Smallholder farmers in Garissa are teaching their Kenyan counterparts the art of making quick money with smart farming earning some of them upto Sh100,000 a harvest and shunning age old myth of a community associated with sticking begging bowls.
Isnino Bile and her colleagues have been the pioneers in the new age farming in the Abaqdea area of Garissa, whose success is now endearing more to balance livestock farming and crop production. “We had our first harvest during in July and I harvested five buckets of chilies, 10 jerry cans of tomatoes, and two-and-a-half bags of maize which I sold for Sh100,000,” said Isnino.
Adeso’s USAID-funded Resilience and Economic Growth in the Arid Lands – Improving Resilience in Kenya (REGAL-IR) project supported Abaqdera community prepare 10 acres of land and jointly farm it. Under the umbrella name Tawakal farm, each of the 20 members utilizes about half an acre for mixed farming. This helped the local community, predominantly composed of native pastoralists, tackle food insecurity by diversifying their livelihood options.
The farm is located on the banks of River Tana, a permanent water source that traverses various parts of the county. Looking back at the last drought of 2011, Isnino now feels a sense of security. “During that time, we relied on relief food for our survival, and that of our few remaining livestock. We were told some of the livestock feed came from a nearby farm,” said Isnino, who has since developed an interest in riverine farming. Before the drought, she had a herd of cattle and goats, but now she keeps just a few cattle for milk. “I feel that life is better now because I have vegetables for my family and my cattle also get feed from this farm. I hope to also educate my eight children from this work,” she said.
Isnino’s story is not unique. Ali Ibrahim, also a member of the Tawakal farm, opted to cultivate just one crop on his land: onion. It’s likely that he too, will have a bumper harvest this year. Tawakal farm was formed in 2013 and, with support from government agriculture extension officers, trained on how to layout a farm, make seedbeds, handle seedlings, and plant.
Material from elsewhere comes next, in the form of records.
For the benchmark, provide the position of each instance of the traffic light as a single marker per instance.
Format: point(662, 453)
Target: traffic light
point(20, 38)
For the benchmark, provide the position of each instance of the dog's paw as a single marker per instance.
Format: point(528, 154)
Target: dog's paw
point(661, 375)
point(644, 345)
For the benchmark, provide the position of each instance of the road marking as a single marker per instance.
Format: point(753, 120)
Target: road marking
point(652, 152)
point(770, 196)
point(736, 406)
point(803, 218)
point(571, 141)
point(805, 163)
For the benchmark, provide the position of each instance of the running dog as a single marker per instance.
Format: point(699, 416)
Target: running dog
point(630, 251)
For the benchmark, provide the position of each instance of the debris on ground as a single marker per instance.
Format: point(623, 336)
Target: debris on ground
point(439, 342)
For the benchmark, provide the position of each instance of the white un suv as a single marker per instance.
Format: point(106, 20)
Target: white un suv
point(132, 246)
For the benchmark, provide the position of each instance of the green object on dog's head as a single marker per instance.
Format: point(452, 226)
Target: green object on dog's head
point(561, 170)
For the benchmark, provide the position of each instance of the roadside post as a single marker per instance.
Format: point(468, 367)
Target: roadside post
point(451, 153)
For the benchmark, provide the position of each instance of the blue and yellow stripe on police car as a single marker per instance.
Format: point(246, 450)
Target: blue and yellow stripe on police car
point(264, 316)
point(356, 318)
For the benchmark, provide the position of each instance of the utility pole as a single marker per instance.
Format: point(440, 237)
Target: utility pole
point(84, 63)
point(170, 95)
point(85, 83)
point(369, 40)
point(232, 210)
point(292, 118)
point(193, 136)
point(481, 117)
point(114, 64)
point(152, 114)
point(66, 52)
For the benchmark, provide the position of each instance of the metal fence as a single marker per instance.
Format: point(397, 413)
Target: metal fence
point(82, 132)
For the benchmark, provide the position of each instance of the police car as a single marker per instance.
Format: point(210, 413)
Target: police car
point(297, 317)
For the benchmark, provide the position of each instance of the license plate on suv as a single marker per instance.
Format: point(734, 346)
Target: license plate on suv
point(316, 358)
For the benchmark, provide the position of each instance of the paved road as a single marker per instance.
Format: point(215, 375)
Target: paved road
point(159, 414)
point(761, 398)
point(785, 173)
The group provided labor for bush clearing, saved money to invest in the farm, and prepared the land, while REGAL-IR supported them to buy seeds and plant. As a group, the members share fuel costs to pump water from the river. To increase their profit margins, farmers also pool their resources and jointly transport their produce to sell in the nearest town, Garissa, about 48 kilometers away. The success of Tawakal farm demonstrates how a little support can go a long way in strengthening community resilience, allowing them to be better prepared to face future shocks.